Je le vois avec mon prof de percussions, c'est un gars qui envoie, qui joue, et qui se trouve autant à l'aise dans le Cubain que dans l'Africain. Et quand il anime un groupe, il sait faire en sorte de rattrapper en route ceux qui se plantent, les stimuler, leur donner envie de livrer ce qu'ils ont de meilleur. Il sait délivrer la petite clé qui permet à chacun de retomber sur ses pattes, de se reprendre, de retrouver le chemin, d'avoir à nouveau les bons repères.

Je l'ai vu avec beaucoup de gens, dans des domaines divers. Des gens qui enseignent et qui pratiquent. Des gens qu'on ne peut qu'admirer, qui épatent, que ce soit derrière une batterie, sur un tatami, face à une paroi difficile... Ils ne sont pas seulement passionnés de musique, de karaté, d'escalade ou autre. Ils sont habités, illuminés par une sorte de feu sacré. Ils ont le don de transmettre, d'enthousiasmer, de transcender. Avec eux, on ne reste pas à les admirer, on devient bon soi-même. C'est assez inexplicable. Ils entraînent, on dirait qu'ils pourraient faire bouger des montagnes.

A côté de ça, il y a des gens qui paraissent éteints. N'ont envie de rien, ne s'intéressent à rien, se contentent d'une vie monotone, placée sous le sceau du conformisme.

Je ne dis pas que la vie se limite à cette dualité de positions on / off, allumé / éteint. Mais c'est néanmoins quelque chose que j'ai pu observer.

Et moi ? J'ai l'impression que je suis quelque part entre les deux. Manifestement habité, irradiant d'un quelque chose qui fait qu'il y a matière à dire, c'est clair. En arts plastiques, en musique, en littérature. Il y a quelque chose, on ne sait trop quoi, mais ça existe.

Cependant, s'il y a quelque chose, il semble qu'il n'y en ait pas assez. Trop pour qu'on se taise, trop pour qu'on ne remarque pas. Mais pas assez pour que ça marche. Pas assez pour entraîner les autres, leur donner envie, les convaincre.

Tout ce que j'ai entrepris et mené à terme, je l'ai fait seul. Essentiellement, dans le domaine du roman noir, et des arts plastiques. Mais ce sont des domaines qui s'en accomodent, voire qui s'y prêtent. Le personnage du peintre, de l'écrivain, est souvent solitaire.

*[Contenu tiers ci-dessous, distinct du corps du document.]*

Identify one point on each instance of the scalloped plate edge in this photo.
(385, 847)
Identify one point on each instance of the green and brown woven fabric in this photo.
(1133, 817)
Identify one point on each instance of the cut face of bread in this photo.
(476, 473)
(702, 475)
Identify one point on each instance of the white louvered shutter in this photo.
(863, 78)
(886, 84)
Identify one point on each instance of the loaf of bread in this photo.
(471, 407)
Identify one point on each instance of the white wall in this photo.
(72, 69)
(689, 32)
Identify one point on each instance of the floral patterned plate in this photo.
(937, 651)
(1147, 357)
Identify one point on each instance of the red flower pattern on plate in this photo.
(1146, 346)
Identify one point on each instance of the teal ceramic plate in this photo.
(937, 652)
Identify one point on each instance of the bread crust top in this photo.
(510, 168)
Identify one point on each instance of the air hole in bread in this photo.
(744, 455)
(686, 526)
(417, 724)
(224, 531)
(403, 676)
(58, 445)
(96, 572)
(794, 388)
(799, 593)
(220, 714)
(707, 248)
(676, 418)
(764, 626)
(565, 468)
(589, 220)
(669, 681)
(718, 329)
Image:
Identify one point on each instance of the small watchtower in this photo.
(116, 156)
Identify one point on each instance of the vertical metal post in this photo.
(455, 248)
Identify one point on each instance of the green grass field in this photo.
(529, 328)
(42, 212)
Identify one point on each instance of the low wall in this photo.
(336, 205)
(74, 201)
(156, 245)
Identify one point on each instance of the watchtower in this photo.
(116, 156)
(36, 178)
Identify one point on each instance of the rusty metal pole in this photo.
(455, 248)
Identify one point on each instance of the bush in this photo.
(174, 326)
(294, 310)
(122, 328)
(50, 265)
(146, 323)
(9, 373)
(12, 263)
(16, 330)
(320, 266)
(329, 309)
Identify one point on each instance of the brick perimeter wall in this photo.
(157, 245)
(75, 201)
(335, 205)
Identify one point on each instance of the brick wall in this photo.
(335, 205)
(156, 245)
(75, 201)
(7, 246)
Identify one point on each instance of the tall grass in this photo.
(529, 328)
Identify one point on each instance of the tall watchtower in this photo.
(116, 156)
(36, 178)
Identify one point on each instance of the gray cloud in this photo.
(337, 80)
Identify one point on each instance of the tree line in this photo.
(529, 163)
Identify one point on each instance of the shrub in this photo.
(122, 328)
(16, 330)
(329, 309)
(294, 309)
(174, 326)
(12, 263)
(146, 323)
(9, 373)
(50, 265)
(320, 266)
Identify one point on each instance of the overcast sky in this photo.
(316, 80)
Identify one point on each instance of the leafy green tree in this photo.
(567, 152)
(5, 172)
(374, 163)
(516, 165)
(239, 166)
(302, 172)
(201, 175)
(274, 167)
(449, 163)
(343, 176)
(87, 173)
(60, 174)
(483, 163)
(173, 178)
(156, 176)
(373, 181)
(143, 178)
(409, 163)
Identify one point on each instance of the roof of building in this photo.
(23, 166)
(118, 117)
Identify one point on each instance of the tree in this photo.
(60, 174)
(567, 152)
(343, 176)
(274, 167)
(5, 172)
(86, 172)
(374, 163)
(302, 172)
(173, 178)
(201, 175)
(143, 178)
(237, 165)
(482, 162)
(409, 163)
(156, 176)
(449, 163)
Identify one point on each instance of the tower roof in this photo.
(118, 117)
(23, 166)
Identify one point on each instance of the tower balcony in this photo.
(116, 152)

En musique, j'ai fait aussi quelques oeuvres abouties, mais en trichant, en jouant seul de plusieurs instruments virtuels, via l'utilisation de l'ordinateur ( quand il veut bien fonctionner ). Mais pour moi, la musique en conserve, la musique jouée au ralenti et destinée à remplacer la présence de vrais instruments, a quelque chose d'absurde. C'est un palliatif, un ersatz. Quelque chose de quasiment onaniste.

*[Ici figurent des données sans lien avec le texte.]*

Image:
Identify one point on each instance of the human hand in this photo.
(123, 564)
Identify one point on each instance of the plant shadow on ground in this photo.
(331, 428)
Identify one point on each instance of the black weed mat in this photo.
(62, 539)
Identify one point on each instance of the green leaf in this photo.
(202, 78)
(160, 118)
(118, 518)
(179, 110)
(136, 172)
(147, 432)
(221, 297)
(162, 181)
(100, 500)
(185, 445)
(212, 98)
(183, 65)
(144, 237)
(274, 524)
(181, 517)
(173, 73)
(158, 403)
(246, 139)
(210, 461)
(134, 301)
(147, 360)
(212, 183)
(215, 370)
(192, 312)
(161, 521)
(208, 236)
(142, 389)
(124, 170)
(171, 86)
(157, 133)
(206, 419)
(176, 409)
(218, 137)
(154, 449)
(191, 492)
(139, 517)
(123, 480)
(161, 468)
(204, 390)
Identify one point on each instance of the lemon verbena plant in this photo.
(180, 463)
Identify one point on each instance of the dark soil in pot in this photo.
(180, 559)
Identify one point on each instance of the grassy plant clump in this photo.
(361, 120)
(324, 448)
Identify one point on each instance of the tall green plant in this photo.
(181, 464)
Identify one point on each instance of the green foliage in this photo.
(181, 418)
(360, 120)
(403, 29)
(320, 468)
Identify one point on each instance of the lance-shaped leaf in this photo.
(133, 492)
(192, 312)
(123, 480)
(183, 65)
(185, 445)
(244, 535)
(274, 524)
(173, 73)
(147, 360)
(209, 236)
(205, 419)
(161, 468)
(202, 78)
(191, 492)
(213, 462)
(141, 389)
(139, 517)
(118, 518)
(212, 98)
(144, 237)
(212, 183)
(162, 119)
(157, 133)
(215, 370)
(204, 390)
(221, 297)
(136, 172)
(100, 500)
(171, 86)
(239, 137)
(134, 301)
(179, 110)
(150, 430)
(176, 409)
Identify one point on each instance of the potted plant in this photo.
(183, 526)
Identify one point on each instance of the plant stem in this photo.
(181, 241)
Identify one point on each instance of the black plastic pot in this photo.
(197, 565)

J'en ai marre de ne faire de la musique que dans mon coin, comme un vieux sanglier au fond des bois. Pour moi, faire de la musique implique nécessairement un partage, un échange, un climat d'émulation. Bidouiller dans son coin, c'est pratiquement un contre-sens. C'est du mieux que rien, sans plus. J'en ai marre de ça. J'amerais tellement m'intégrer dans une formation qui me tiendrait, me donnerait un but. Là, si je pars en vrille, si je ne fais rien de bon, si je me laisse aller au découragement, rien ni personne ne me tient.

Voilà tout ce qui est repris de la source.